Jajajaja, don comedias. Subnormal. Marta no pidió nada, simplemente sacó
el móvil y desapareció entre las publicaciones de instagram.
—¿Has visto este outfit?—¿outfit, Desde cuando habla así?— te quedaría
genial, cariño.
Antes muerto que ponerme zapatos un sábado. La rabia me corroía en una
descarga a través de la mandíbula. El calor era aplastante, pero, en lugar de
aplastar mi irritación, no hacía más que acrecentarla. Hubiera pegado al mismo
sol si no fuera porque al levantar la vista, vi sentado en una silla metálica
de sweeps a alguien exactamente igual a mi. No era un mero parecido no, era una
copia idéntica de mi ser. La misma nariz pronunciada, la misma frente
despejada, incluso la misma forma de derramarse sobre la silla. Pero, a pesar
de todo el calor que hacía en cuenca, él no sudaba. Estaba entretenido leyendo
un libro, lo sujetaba desde abajo, con una mano, una mano grande vestida de
venas desveladas. Estaba solo. Cómodamente solo.

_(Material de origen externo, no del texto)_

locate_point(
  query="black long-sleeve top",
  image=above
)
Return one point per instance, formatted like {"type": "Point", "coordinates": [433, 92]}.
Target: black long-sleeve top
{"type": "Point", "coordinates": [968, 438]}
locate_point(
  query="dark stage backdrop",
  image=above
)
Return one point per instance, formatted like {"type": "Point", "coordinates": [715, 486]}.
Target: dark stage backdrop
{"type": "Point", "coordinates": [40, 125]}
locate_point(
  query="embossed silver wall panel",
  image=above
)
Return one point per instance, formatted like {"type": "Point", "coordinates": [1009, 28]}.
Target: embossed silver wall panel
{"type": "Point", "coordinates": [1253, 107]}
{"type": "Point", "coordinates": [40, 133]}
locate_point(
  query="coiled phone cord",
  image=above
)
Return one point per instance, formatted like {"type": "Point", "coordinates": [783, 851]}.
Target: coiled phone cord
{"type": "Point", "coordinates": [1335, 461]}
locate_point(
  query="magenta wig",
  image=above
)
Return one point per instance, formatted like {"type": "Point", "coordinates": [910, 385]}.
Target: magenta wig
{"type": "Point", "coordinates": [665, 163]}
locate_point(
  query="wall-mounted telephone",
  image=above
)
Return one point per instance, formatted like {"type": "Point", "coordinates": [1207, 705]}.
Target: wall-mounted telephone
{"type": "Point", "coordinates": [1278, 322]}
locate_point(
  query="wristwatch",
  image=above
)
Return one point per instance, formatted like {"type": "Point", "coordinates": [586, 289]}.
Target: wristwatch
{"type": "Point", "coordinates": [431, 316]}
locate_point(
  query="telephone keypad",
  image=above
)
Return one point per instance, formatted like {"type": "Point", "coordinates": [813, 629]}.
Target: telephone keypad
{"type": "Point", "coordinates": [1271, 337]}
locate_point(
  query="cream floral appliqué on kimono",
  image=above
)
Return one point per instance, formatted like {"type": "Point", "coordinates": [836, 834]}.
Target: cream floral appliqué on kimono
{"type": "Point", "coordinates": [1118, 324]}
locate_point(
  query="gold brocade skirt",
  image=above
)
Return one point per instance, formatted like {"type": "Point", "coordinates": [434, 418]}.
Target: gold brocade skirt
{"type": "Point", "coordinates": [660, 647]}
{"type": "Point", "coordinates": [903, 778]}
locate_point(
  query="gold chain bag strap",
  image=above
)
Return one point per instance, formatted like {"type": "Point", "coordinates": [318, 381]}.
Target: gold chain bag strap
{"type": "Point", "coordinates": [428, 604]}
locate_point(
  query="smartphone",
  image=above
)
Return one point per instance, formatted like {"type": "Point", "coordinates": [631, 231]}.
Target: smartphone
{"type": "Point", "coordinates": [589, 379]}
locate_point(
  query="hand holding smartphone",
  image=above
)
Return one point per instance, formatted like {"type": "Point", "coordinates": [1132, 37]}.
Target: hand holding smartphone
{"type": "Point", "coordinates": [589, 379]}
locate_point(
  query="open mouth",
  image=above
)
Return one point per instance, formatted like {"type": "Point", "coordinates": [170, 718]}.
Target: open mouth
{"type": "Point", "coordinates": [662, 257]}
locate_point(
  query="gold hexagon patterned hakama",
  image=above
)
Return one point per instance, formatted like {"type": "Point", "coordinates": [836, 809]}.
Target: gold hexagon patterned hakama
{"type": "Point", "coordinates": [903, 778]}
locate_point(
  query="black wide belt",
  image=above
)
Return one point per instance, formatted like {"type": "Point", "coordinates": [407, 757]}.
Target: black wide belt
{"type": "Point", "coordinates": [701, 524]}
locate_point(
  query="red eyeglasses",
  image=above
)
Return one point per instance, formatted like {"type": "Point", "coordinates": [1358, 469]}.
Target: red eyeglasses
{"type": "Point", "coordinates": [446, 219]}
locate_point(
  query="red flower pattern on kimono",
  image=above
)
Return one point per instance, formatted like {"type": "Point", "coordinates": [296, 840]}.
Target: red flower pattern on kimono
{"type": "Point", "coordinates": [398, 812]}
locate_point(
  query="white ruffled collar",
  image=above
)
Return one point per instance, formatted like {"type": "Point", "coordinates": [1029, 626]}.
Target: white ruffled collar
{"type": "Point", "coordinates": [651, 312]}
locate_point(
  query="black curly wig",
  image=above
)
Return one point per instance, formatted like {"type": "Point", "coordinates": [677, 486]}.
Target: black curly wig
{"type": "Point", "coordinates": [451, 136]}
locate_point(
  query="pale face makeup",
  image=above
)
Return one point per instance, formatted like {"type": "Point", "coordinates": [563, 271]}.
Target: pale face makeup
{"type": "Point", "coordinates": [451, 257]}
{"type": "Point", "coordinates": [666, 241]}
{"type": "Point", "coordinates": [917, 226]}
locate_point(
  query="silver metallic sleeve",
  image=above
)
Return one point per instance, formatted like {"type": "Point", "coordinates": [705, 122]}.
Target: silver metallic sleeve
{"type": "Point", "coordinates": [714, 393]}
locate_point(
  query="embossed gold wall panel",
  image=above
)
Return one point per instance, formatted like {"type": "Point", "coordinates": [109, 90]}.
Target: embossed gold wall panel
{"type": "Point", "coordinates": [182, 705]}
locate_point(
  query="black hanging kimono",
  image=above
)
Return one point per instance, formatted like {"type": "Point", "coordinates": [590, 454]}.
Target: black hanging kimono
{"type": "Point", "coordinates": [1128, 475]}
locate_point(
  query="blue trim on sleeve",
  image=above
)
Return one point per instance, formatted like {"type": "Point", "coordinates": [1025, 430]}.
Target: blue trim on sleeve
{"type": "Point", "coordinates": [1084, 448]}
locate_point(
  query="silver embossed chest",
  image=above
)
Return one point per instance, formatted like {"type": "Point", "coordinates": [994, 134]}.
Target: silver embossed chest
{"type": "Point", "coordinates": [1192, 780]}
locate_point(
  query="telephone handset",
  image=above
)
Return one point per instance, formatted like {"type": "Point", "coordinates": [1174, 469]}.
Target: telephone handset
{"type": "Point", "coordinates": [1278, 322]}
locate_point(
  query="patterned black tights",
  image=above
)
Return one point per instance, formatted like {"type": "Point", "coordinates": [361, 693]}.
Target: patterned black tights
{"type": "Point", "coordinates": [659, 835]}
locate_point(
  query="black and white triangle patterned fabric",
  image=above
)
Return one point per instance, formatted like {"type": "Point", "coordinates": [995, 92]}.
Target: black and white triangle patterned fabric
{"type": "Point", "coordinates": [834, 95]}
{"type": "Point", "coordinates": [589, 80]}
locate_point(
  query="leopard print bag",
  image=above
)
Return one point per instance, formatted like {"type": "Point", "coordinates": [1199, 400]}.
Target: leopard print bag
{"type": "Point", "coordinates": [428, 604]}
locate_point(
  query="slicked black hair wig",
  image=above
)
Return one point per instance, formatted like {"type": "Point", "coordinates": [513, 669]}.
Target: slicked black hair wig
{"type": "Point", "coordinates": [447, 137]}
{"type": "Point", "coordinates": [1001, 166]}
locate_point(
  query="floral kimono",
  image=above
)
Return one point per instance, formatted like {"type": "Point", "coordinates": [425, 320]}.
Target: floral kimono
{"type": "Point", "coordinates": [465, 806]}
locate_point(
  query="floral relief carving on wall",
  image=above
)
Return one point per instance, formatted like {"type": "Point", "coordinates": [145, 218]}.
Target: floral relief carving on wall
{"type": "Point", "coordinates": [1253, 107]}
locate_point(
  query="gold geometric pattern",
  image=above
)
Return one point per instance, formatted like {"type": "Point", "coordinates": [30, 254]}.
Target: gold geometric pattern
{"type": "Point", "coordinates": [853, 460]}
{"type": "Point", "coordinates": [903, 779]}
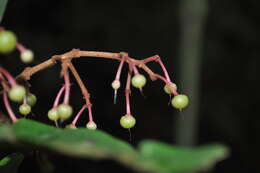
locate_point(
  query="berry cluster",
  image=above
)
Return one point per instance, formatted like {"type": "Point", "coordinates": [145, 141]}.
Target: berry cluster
{"type": "Point", "coordinates": [138, 80]}
{"type": "Point", "coordinates": [62, 110]}
{"type": "Point", "coordinates": [8, 42]}
{"type": "Point", "coordinates": [16, 93]}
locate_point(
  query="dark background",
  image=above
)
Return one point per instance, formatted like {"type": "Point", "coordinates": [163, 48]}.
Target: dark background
{"type": "Point", "coordinates": [228, 83]}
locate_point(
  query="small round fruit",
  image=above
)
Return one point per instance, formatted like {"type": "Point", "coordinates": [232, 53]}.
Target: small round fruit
{"type": "Point", "coordinates": [53, 114]}
{"type": "Point", "coordinates": [17, 93]}
{"type": "Point", "coordinates": [31, 99]}
{"type": "Point", "coordinates": [115, 84]}
{"type": "Point", "coordinates": [127, 121]}
{"type": "Point", "coordinates": [25, 109]}
{"type": "Point", "coordinates": [70, 126]}
{"type": "Point", "coordinates": [180, 101]}
{"type": "Point", "coordinates": [65, 111]}
{"type": "Point", "coordinates": [27, 56]}
{"type": "Point", "coordinates": [8, 41]}
{"type": "Point", "coordinates": [91, 125]}
{"type": "Point", "coordinates": [138, 81]}
{"type": "Point", "coordinates": [168, 90]}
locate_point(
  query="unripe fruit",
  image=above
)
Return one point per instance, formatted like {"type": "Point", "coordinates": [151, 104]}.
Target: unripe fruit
{"type": "Point", "coordinates": [8, 41]}
{"type": "Point", "coordinates": [53, 114]}
{"type": "Point", "coordinates": [168, 90]}
{"type": "Point", "coordinates": [31, 99]}
{"type": "Point", "coordinates": [180, 101]}
{"type": "Point", "coordinates": [25, 109]}
{"type": "Point", "coordinates": [27, 56]}
{"type": "Point", "coordinates": [91, 125]}
{"type": "Point", "coordinates": [115, 84]}
{"type": "Point", "coordinates": [138, 81]}
{"type": "Point", "coordinates": [65, 111]}
{"type": "Point", "coordinates": [17, 93]}
{"type": "Point", "coordinates": [71, 126]}
{"type": "Point", "coordinates": [127, 121]}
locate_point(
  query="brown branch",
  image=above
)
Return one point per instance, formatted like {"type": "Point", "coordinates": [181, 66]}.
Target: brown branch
{"type": "Point", "coordinates": [76, 53]}
{"type": "Point", "coordinates": [80, 83]}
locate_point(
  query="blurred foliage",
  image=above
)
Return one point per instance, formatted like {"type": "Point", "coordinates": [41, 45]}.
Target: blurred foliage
{"type": "Point", "coordinates": [150, 156]}
{"type": "Point", "coordinates": [3, 4]}
{"type": "Point", "coordinates": [11, 163]}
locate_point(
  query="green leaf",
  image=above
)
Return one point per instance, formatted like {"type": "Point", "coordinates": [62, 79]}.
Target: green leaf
{"type": "Point", "coordinates": [166, 158]}
{"type": "Point", "coordinates": [150, 156]}
{"type": "Point", "coordinates": [10, 163]}
{"type": "Point", "coordinates": [3, 4]}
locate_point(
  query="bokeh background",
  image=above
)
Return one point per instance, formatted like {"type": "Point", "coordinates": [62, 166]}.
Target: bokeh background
{"type": "Point", "coordinates": [211, 49]}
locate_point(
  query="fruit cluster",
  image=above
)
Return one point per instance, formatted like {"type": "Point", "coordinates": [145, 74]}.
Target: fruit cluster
{"type": "Point", "coordinates": [8, 42]}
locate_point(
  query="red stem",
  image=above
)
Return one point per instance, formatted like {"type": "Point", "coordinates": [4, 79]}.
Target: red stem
{"type": "Point", "coordinates": [132, 66]}
{"type": "Point", "coordinates": [119, 70]}
{"type": "Point", "coordinates": [78, 115]}
{"type": "Point", "coordinates": [67, 87]}
{"type": "Point", "coordinates": [8, 107]}
{"type": "Point", "coordinates": [57, 99]}
{"type": "Point", "coordinates": [167, 83]}
{"type": "Point", "coordinates": [166, 74]}
{"type": "Point", "coordinates": [90, 113]}
{"type": "Point", "coordinates": [8, 76]}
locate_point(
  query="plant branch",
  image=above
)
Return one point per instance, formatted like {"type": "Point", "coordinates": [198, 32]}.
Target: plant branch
{"type": "Point", "coordinates": [80, 83]}
{"type": "Point", "coordinates": [76, 53]}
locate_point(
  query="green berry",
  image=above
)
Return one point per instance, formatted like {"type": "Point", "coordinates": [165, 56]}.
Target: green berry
{"type": "Point", "coordinates": [70, 126]}
{"type": "Point", "coordinates": [25, 109]}
{"type": "Point", "coordinates": [8, 41]}
{"type": "Point", "coordinates": [65, 111]}
{"type": "Point", "coordinates": [115, 84]}
{"type": "Point", "coordinates": [127, 121]}
{"type": "Point", "coordinates": [27, 56]}
{"type": "Point", "coordinates": [138, 81]}
{"type": "Point", "coordinates": [31, 99]}
{"type": "Point", "coordinates": [91, 125]}
{"type": "Point", "coordinates": [17, 93]}
{"type": "Point", "coordinates": [168, 90]}
{"type": "Point", "coordinates": [180, 101]}
{"type": "Point", "coordinates": [53, 114]}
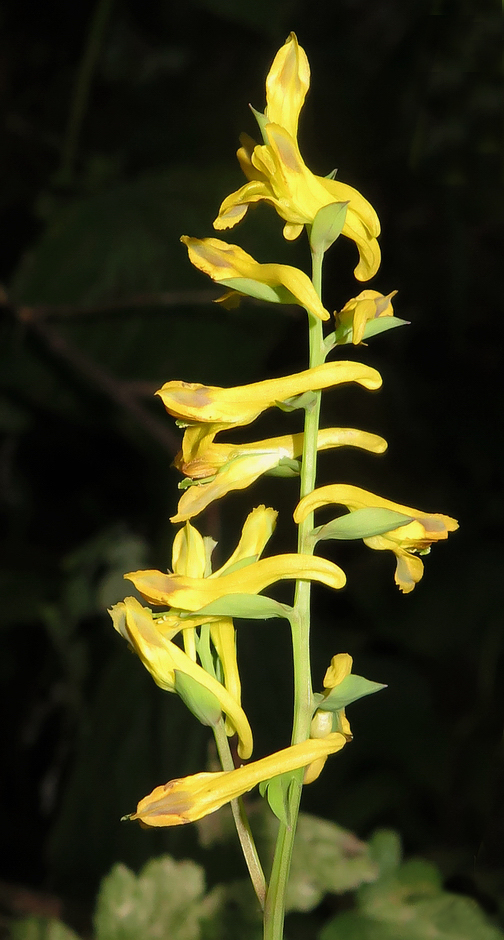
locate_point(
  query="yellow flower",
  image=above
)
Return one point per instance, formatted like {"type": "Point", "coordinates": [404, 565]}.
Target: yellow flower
{"type": "Point", "coordinates": [416, 536]}
{"type": "Point", "coordinates": [322, 721]}
{"type": "Point", "coordinates": [368, 305]}
{"type": "Point", "coordinates": [278, 175]}
{"type": "Point", "coordinates": [163, 658]}
{"type": "Point", "coordinates": [196, 593]}
{"type": "Point", "coordinates": [190, 798]}
{"type": "Point", "coordinates": [221, 408]}
{"type": "Point", "coordinates": [232, 267]}
{"type": "Point", "coordinates": [236, 466]}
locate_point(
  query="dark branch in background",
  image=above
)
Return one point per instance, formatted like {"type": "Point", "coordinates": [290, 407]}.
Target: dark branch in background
{"type": "Point", "coordinates": [121, 393]}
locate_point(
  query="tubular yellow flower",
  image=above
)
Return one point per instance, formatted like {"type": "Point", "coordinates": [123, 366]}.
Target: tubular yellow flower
{"type": "Point", "coordinates": [195, 593]}
{"type": "Point", "coordinates": [163, 658]}
{"type": "Point", "coordinates": [416, 536]}
{"type": "Point", "coordinates": [322, 722]}
{"type": "Point", "coordinates": [231, 407]}
{"type": "Point", "coordinates": [236, 466]}
{"type": "Point", "coordinates": [368, 305]}
{"type": "Point", "coordinates": [232, 267]}
{"type": "Point", "coordinates": [278, 175]}
{"type": "Point", "coordinates": [190, 798]}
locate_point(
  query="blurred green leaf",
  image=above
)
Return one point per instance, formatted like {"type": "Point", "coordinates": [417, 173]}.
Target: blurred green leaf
{"type": "Point", "coordinates": [38, 928]}
{"type": "Point", "coordinates": [162, 901]}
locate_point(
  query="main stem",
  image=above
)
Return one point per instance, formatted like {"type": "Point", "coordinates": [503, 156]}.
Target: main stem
{"type": "Point", "coordinates": [274, 914]}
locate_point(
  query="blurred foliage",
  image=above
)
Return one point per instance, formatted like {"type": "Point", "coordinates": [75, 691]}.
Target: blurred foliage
{"type": "Point", "coordinates": [101, 307]}
{"type": "Point", "coordinates": [394, 900]}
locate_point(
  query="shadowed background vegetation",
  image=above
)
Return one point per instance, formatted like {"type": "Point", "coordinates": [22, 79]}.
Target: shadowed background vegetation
{"type": "Point", "coordinates": [120, 124]}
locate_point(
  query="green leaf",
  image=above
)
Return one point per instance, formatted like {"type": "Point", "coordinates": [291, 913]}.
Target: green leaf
{"type": "Point", "coordinates": [248, 606]}
{"type": "Point", "coordinates": [164, 900]}
{"type": "Point", "coordinates": [278, 791]}
{"type": "Point", "coordinates": [327, 226]}
{"type": "Point", "coordinates": [326, 859]}
{"type": "Point", "coordinates": [362, 524]}
{"type": "Point", "coordinates": [200, 701]}
{"type": "Point", "coordinates": [40, 928]}
{"type": "Point", "coordinates": [348, 691]}
{"type": "Point", "coordinates": [285, 468]}
{"type": "Point", "coordinates": [257, 289]}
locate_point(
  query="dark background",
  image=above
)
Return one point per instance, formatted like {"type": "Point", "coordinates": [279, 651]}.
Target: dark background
{"type": "Point", "coordinates": [120, 122]}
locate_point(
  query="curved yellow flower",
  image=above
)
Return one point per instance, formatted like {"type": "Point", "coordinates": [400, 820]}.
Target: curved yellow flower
{"type": "Point", "coordinates": [232, 267]}
{"type": "Point", "coordinates": [187, 799]}
{"type": "Point", "coordinates": [368, 305]}
{"type": "Point", "coordinates": [322, 722]}
{"type": "Point", "coordinates": [163, 658]}
{"type": "Point", "coordinates": [278, 175]}
{"type": "Point", "coordinates": [195, 593]}
{"type": "Point", "coordinates": [236, 466]}
{"type": "Point", "coordinates": [416, 536]}
{"type": "Point", "coordinates": [231, 407]}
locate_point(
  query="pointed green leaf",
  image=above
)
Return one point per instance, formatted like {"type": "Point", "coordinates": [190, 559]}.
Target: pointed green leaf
{"type": "Point", "coordinates": [327, 226]}
{"type": "Point", "coordinates": [277, 791]}
{"type": "Point", "coordinates": [286, 468]}
{"type": "Point", "coordinates": [200, 701]}
{"type": "Point", "coordinates": [362, 524]}
{"type": "Point", "coordinates": [348, 691]}
{"type": "Point", "coordinates": [248, 606]}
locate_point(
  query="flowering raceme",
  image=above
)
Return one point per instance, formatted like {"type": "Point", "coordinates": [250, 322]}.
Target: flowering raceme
{"type": "Point", "coordinates": [236, 466]}
{"type": "Point", "coordinates": [190, 798]}
{"type": "Point", "coordinates": [278, 175]}
{"type": "Point", "coordinates": [232, 267]}
{"type": "Point", "coordinates": [416, 536]}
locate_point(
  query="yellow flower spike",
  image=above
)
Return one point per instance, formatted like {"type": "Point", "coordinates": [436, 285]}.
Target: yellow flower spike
{"type": "Point", "coordinates": [190, 798]}
{"type": "Point", "coordinates": [322, 722]}
{"type": "Point", "coordinates": [162, 658]}
{"type": "Point", "coordinates": [223, 636]}
{"type": "Point", "coordinates": [286, 85]}
{"type": "Point", "coordinates": [278, 175]}
{"type": "Point", "coordinates": [416, 536]}
{"type": "Point", "coordinates": [195, 593]}
{"type": "Point", "coordinates": [233, 407]}
{"type": "Point", "coordinates": [368, 305]}
{"type": "Point", "coordinates": [236, 466]}
{"type": "Point", "coordinates": [256, 533]}
{"type": "Point", "coordinates": [229, 263]}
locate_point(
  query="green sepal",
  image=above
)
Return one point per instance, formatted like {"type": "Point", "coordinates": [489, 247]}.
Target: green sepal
{"type": "Point", "coordinates": [343, 335]}
{"type": "Point", "coordinates": [361, 524]}
{"type": "Point", "coordinates": [286, 468]}
{"type": "Point", "coordinates": [259, 290]}
{"type": "Point", "coordinates": [262, 120]}
{"type": "Point", "coordinates": [349, 690]}
{"type": "Point", "coordinates": [327, 226]}
{"type": "Point", "coordinates": [204, 705]}
{"type": "Point", "coordinates": [277, 791]}
{"type": "Point", "coordinates": [248, 606]}
{"type": "Point", "coordinates": [305, 400]}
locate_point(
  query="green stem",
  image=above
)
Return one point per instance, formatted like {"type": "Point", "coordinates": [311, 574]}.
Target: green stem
{"type": "Point", "coordinates": [303, 694]}
{"type": "Point", "coordinates": [82, 88]}
{"type": "Point", "coordinates": [241, 822]}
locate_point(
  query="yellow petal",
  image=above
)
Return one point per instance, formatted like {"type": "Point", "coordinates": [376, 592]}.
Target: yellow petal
{"type": "Point", "coordinates": [162, 657]}
{"type": "Point", "coordinates": [286, 85]}
{"type": "Point", "coordinates": [190, 798]}
{"type": "Point", "coordinates": [237, 466]}
{"type": "Point", "coordinates": [241, 405]}
{"type": "Point", "coordinates": [224, 262]}
{"type": "Point", "coordinates": [193, 593]}
{"type": "Point", "coordinates": [256, 533]}
{"type": "Point", "coordinates": [188, 553]}
{"type": "Point", "coordinates": [340, 668]}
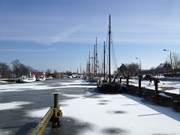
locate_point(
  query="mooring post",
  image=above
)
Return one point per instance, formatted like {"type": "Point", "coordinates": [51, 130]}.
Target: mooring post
{"type": "Point", "coordinates": [127, 81]}
{"type": "Point", "coordinates": [120, 80]}
{"type": "Point", "coordinates": [139, 81]}
{"type": "Point", "coordinates": [56, 100]}
{"type": "Point", "coordinates": [139, 92]}
{"type": "Point", "coordinates": [156, 81]}
{"type": "Point", "coordinates": [56, 112]}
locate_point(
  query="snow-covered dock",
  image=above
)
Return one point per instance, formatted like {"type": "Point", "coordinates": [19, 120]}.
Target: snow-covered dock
{"type": "Point", "coordinates": [85, 112]}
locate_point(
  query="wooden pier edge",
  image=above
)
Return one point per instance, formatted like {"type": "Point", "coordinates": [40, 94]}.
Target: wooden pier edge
{"type": "Point", "coordinates": [54, 113]}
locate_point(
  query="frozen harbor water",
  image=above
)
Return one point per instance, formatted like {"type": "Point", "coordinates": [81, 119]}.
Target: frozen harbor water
{"type": "Point", "coordinates": [85, 112]}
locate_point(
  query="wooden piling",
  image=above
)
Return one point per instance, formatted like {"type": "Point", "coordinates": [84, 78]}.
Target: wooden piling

—¡Pablo!, ¿Podrías hacerme caso alguna vez? Siempre igual tío, solo
existe tu puto mundo. Eres un egoísta.
Marta siguió escupiendo su veneno mientras él pagaba su café al camarero,
y con diligencia, se marchó hacia el coche sobre el ardiente asfalto. Llevaba
unas chanclas de dedo con la banderita de Brasil.